Perwakilan Komunitas NoLimit, Aji, menyampaikan apresiasi kepada para donatur yang telah berpartisipasi dalam program wakaf tersebut dengan penuh keikhlasan.
“Kami sangat berterima kasih kepada keluarga besar NoLimit Family dan para donatur yang dengan ikhlas mewakafkan Al-Qur’an. Amanah ini telah kami laksanakan dengan baik tanpa kendala. Semoga menjadi amal kebaikan bagi para donatur, teman-teman wartawan yang turut membantu pendistribusian, serta semua pihak yang terlibat,” ujar Aji.
Ia berharap kegiatan wakaf Al-Qur’an tersebut dapat terus berlanjut sehingga semakin banyak masyarakat yang tergerak untuk berbagi melalui wakaf kitab suci tersebut.
“Semoga Allah SWT membalas semua kebaikan para donatur di dunia maupun di akhirat, memberikan kesehatan, keselamatan, umur panjang, serta rezeki yang berlimpah,” tambahnya.
Sementara itu, Takmir Mushala Al-Falaq Mujamuju, Hasan, turut menyampaikan apresiasi dan rasa terima kasih kepada para donatur atas wakaf Al-Qur’an yang diberikan kepada jamaah.
“Kami mengucapkan terima kasih kepada para donatur yang telah mewakafkan Al-Qur’an. InsyaAllah Al-Qur’an ini akan sangat bermanfaat bagi jamaah, dan pahalanya akan terus mengalir selama Al-Qur’an tersebut dibaca,” ungkap Hasan.
Menurutnya, wakaf Al-Qur’an merupakan salah satu bentuk amal jariyah yang pahalanya akan terus mengalir bagi para pemberinya.
Dalam kesempatan yang sama, salah satu wartawan yang terlibat dalam kegiatan tersebut, Muhammad Arifin, mengungkapkan rasa syukur atas terlaksananya kegiatan wakaf Al-Qur’an yang juga disertai pembagian takjil pada Jumat terakhir bulan Ramadhan.
“Alhamdulillah kegiatan wakaf Al-Qur’an dan berbagi takjil di Jumat terakhir bulan Ramadhan ini dapat terlaksana dengan baik. Semoga menjadi amal jariyah bagi rekan-rekan jurnalis yang terlibat serta para donatur,” ujarnya.

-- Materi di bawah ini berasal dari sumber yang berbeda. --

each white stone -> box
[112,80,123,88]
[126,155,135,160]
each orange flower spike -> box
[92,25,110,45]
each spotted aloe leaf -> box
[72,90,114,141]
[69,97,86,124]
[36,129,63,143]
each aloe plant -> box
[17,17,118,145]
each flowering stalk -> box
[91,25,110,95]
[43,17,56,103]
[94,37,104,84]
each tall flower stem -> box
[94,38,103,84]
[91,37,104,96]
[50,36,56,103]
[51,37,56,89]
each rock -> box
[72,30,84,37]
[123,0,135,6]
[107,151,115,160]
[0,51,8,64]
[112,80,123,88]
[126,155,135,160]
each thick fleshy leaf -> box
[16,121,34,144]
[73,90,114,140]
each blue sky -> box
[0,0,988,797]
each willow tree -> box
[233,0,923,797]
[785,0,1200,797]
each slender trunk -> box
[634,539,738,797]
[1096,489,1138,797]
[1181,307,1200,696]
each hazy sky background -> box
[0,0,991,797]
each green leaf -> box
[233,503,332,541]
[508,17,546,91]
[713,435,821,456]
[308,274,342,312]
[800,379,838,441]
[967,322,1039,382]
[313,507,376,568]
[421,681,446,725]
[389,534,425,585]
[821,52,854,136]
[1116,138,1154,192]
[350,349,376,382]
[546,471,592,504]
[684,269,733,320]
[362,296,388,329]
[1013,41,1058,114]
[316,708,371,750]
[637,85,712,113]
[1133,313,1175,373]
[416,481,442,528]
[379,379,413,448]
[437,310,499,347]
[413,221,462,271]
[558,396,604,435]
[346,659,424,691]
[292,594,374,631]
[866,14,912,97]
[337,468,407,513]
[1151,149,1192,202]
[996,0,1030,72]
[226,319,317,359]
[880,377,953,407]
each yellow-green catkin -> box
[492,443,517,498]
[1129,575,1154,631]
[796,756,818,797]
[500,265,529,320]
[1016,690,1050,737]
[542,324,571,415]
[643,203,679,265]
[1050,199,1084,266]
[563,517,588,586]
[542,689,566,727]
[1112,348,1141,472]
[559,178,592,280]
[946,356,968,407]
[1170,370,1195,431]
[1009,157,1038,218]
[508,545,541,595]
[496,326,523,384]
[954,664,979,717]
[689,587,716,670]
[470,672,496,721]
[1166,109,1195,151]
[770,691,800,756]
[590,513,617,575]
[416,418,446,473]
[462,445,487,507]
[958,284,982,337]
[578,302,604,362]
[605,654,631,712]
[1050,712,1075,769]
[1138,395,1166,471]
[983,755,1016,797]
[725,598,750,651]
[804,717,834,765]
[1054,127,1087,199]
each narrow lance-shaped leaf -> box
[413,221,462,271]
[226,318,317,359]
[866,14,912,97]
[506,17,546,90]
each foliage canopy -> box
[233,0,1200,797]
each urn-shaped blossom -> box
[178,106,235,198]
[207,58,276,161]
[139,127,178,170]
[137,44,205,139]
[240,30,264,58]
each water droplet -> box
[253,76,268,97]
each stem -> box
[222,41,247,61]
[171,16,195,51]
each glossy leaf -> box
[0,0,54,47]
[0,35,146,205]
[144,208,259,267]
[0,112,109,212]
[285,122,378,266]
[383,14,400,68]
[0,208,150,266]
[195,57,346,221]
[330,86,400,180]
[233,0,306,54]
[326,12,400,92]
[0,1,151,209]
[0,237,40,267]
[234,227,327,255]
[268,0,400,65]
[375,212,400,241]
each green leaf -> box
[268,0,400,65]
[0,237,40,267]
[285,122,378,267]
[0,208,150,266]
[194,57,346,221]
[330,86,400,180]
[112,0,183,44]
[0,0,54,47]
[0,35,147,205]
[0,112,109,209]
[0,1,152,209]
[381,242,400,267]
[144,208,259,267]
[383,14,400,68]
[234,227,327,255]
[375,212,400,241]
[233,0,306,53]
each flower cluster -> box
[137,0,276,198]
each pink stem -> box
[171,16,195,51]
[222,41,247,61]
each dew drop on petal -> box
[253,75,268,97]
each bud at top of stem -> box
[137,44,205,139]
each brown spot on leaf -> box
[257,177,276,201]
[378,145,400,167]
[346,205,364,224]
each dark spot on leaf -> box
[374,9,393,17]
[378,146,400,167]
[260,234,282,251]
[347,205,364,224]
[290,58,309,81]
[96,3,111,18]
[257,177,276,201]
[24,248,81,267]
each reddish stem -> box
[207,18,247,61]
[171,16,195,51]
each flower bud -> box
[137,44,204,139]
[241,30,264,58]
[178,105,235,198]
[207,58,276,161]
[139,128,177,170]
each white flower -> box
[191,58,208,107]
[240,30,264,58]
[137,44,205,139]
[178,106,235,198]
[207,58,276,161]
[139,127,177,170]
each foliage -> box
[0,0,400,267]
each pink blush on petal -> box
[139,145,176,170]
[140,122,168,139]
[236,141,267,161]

Ia berharap kegiatan sosial serupa dapat terus dilakukan meskipun bulan Ramadhan telah berakhir.
“InsyaAllah kegiatan seperti ini akan kami lanjutkan kembali setelah Ramadhan melalui program Jumat Berkah untuk membantu masyarakat yang benar-benar membutuhkan,” katanya.
Melalui kegiatan tersebut, diharapkan semangat berbagi di tengah masyarakat semakin tumbuh sekaligus meningkatkan kecintaan terhadap Al-Qur’an, khususnya di bulan suci Ramadhan.